Jari Voutilainen from Metso Group – a major Finnish paper manufacturer – started in his position as responsible for the sourcing and the logistics of the company in late 2021. According to his presentation, his thoughts by then were that: “At least, it is good to start from the bottom”, as the covid-19 pandemic had disrupted the supply chains remarkably and there had been a lot of work to stabilize the sourcing processes. After a few months in February 2022, it was clear that the situation could deteriorate even more as the Russian aggression against Ukraine stopped the Russian raw materials from being imported to Finland. For Metso, the strategy for maintaining the profitability amongst the crisis included solid processes, committed personnel, and clear strategies.

Minna Väisänen from Valmet – a supplier of process technologies – suggested that the three main challenges in the logistics have been in the recent years: 1) delivery reliability due to for example covid lock-downs and pile-ups at major harbors; 2) capacity shortages, for example the lack of containers, the slow-down of international flight freight due to less air passengers; and 3) high volatility of logistics prices, for example the cost of moving a containers increasing many-fold in a few months. 

Hanken Master’s students, PhD students, and faculty were present for a variety of presentations on the future of the logistics and supply chain industry in Finland.

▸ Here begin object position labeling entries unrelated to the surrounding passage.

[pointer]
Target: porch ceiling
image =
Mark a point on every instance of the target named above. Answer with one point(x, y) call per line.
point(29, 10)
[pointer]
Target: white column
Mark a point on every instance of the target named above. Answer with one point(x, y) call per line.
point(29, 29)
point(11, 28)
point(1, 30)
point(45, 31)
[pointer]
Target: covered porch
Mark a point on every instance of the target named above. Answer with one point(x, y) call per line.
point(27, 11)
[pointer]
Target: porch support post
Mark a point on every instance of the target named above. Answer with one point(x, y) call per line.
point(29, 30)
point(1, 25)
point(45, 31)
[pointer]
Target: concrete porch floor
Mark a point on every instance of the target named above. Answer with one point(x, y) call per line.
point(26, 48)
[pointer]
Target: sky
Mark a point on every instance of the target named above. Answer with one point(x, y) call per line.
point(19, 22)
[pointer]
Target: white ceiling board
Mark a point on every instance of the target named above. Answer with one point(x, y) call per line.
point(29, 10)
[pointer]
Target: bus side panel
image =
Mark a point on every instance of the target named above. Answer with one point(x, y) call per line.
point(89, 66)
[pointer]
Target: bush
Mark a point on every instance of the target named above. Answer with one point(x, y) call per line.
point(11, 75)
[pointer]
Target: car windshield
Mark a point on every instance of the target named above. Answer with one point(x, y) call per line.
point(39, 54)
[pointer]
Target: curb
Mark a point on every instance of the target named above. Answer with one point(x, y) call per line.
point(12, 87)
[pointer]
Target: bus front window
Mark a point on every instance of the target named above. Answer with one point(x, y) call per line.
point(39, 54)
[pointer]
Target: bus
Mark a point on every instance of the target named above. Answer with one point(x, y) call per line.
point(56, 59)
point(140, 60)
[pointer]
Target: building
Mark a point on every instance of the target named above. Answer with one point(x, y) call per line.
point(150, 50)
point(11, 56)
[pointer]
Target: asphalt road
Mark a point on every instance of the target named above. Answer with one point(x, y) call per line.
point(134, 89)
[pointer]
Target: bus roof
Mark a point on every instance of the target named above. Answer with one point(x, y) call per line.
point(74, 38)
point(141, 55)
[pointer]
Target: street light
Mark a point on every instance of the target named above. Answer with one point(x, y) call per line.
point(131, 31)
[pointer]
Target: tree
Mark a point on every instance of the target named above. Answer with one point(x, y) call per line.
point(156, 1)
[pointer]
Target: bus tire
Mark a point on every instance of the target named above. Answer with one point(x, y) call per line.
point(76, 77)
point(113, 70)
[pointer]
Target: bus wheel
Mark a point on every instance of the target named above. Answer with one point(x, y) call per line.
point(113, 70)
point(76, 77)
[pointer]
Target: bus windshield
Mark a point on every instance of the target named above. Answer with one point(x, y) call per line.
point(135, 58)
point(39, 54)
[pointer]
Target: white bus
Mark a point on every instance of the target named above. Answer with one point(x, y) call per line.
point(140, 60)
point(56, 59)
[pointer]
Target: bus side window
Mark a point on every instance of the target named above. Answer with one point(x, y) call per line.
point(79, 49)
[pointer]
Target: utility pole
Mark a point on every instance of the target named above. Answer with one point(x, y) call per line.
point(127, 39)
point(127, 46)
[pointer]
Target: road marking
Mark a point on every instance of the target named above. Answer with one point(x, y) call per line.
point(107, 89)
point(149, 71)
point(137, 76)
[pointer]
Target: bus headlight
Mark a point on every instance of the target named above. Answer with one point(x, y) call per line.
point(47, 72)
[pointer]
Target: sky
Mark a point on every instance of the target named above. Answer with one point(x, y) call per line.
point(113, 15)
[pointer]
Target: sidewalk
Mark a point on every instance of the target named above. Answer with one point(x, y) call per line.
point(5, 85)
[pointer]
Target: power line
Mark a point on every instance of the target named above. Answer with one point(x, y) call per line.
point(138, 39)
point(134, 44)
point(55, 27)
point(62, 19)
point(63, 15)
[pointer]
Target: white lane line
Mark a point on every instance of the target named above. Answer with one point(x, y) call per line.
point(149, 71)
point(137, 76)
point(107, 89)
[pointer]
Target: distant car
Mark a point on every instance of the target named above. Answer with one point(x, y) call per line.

Mitigation strategies against these and other logistics challenges were presented by Jean-Louis Guelton of UCB – a biopharmaceutical company, among others. Resilience strategies presented by him were monitoring risk signals, a frequent inventorying process, and exploring the possibilities for swapping the sources before the crisis. A good perspective to the current crisis was presented by Sanna Suvanto-Harsaae who mentioned that there had been several other crises in the last three decades including the economic crisis after the fall of Soviet Union in early 1990’s, the technology bubble in early 2000’s, the financial crisis starting in 2008, and the more recent pandemic and war in Europe. Thus, it is not about if another crisis is coming, but rather, when it hits. According to Suvanto-Harsaae, in all the crisis mentioned there were some rules of thumb to follow, most importantly strategic thinking (“be a versatile fox, not a narrowly specialized owl”), focusing on the important (“what do you really really want”), the old wisdom that money still talks in business and thus there has to be a solid inflow of cash, and that a good leader takes care of her own wellbeing ⁠– also in the time of crisis.

Although the perspective of the conference was business oriented, most of the presentations had a clear emphasis on crisis mitigation and resilience. Many of the presentations also emphasized the strategic importance of logistics in contrast to a function that can be easily outsourced and not worried about. The emphasis on crisis and resilience was an interesting linkage to humanitarian logistics and the themes discussed resembled many of the discourses in academia. After one of the broadest presentations in scope by Mika Aaltola, the head of the Finnish Institute of International Affairs, it seemed clear that there are good reasons for keeping crisis readiness as a priority in logistics and supply chain management also in the future.

Lauri Jauhiainen is a Master’s student at Hanken School of Economics currently engaged with writing his thesis in Humanitarian Logistics.